Dengan rangkaian kasus kebocoran data, sebelum PDNS 2 Surabaya diberitakan, membuat publik semakin sulit mempercayai penyelenggara pusat data nasional. Catatan SAFENet sepanjang 2023 ada 32 insiden kebocoran data mulai dari Polri, KPU, Kementerian Pertahanan, hingga BPJS Kesehatan.
Serangkaian serangan siber dan terakhir menimpa pusat data yang dikelola Telkom Sigma serta Kominfo, menjadi “puncak gunung es dari lemahnya sistem keamanan siber Indonesia,” imbuh Nenden.

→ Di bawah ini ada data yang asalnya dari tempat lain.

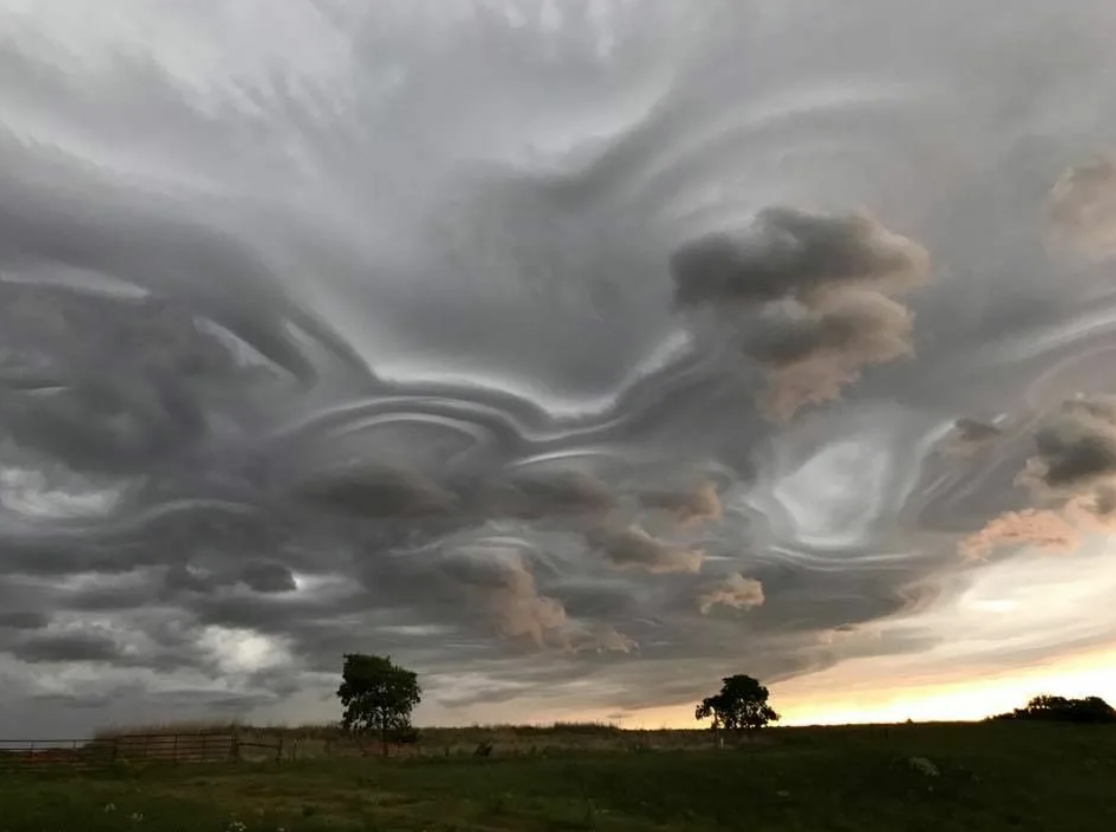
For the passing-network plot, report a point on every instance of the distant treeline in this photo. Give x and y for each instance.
(1061, 709)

10 Institusi Besar Korban Ransomware
Pengamat Keamanan Siber dari Vaksin.com, Alfons Tanujaya mencatat ada 10 institusi yang menjadi korban serangan ransomware sepanjang 2024, baik swasta atau pemerintah dari berbagai sektor, mulai dari perbankan hingga jasa IT. Bahkan ada insiden berulang di institusi keuangan yang merupakan perusahaan publik.
“Dimana pada Juli 2023 bank tersebut menjadi korban ransomware dengan total data yang berhasil dicuri dan dienkripsi sebanyak 450 GB oleh Ransomhouse,” jelas dia. Berdasarkan pengamatan Alfons, data tersebut menyimpan informasi data nasabah, data sensitif, hingga fasilitas kredit.
“Hal tersebut rupanya tidak menjadikan bank tersebut menjadi lebih berhati-hati, terbukti pada awal April 2024 bank tersebut kembali menjadi korban ransomware Medusa dengan data yang berhasil dicuri dan dienkripsi sebanyak 108 GB,” Alfons dalam laporan terbaru dikutip Kamis.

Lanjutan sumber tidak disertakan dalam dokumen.